As the darkened stage comes to life, light picks out the statuesque form of a woman (Sabryna Te’o) who is to preside over the ensuing stage action, moving gracefully between and around the characters as they speak of their turmoil and distress. Raising her arms in evocation she sings of “the treasures of darkness” and “the pleasures of stillness” presenting to us the age-old mystery, catharsis, whereby the audience watches individual suffering with horror and pity to be eventually uplifted by their recognition, “the strange and deep perception”, that in suffering there is “insightful gain”.

There follows a stunning simulation, through victims’ terrified recollections and dramatic deployment of sound effects, of the full horror of being a passenger, vulnerable, powerless, in a train travelling in excess of 100 kph as it derails. It was as if “the planet slipped off orbit”, and in the 6.8 seconds it took to happen, snatched the lives of seven, shattered the lives of not only the bereaved but also of the survivors and took its toll upon rescue and trauma management personnel. Included in the human cost, is the 113 days taken by a Special Commission of Inquiry (Philip Hinton as wonderfully irascible McInerney, J) to conclude that a combination of human error, technological failure and a weak safety culture led to the disaster.

Such a conclusion answers the question “how” but not the larger question of “why” asked by the bereaved and the survivors. “Why did the system let this happen to me?” is one such issue. The hypothesis that compromise is inherent in a complex system offered by PhD candidate, Catherine Kelly (Alicia Battestini), is shown as the emptiest of offerings in a face-to-face interview with Nonee Walsh (a convincing Katrina Retallick), a severely injured and courageous victim of that “compromise”. “Why was I there?” is personal concern of those involved. Nonee questions why she was on that particular train when usually she caught an earlier one and Johnnie (an engaging Nicholas Brown) ought not to have been travelling on the train at all but for a rearranged schedule. Such a question raises the notion of personal destiny, while the train-driver’s Aunt Olga with whom he had a special bond, and who experienced “a wind, a noise and pressure” at the exact moment of the crash, touches upon the notion of catastrophe as cosmic disturbance.

The troubled Salvation Army trauma manager (again Phillip Hinton) has no convenient answers, but points to the need to acknowledge a spiritual dimension in the understanding of why such events happen at all. The stark set (James Clark), while effectively used as a court room and to orchestrate the positioning of the characters, is a constant reminder of the limited speed curve that shattered lives yet brought those involved to confront themselves and towards a deeper sense of community. The tension, the knottedness of their circumstances, appropriately graffitied onto the back wall as if inscribed into the nervous system of those involved, cannot be forgotten, but can be shown in a different light.

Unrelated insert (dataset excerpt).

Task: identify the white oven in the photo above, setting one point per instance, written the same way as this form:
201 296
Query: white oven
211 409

The seven characters, including Drayton Morley, all gave exceptionally fine-tuned performances. There are special moments: the sadness of the overlooked train-driver’s mother (again Alicia Battestini), and the uneasy almost bafflement of the guard (Gerrard Carroll), and the most special of all, the final, reprised song of the presiding spirit resonant now with pity and with love.

Most fittingly, the components of individual song, ritualised unison and movement, were strongly and fittingly reminiscent of a requiem service, and in this ingenious referencing the production does indeed bring a profound repose in the wake of grief.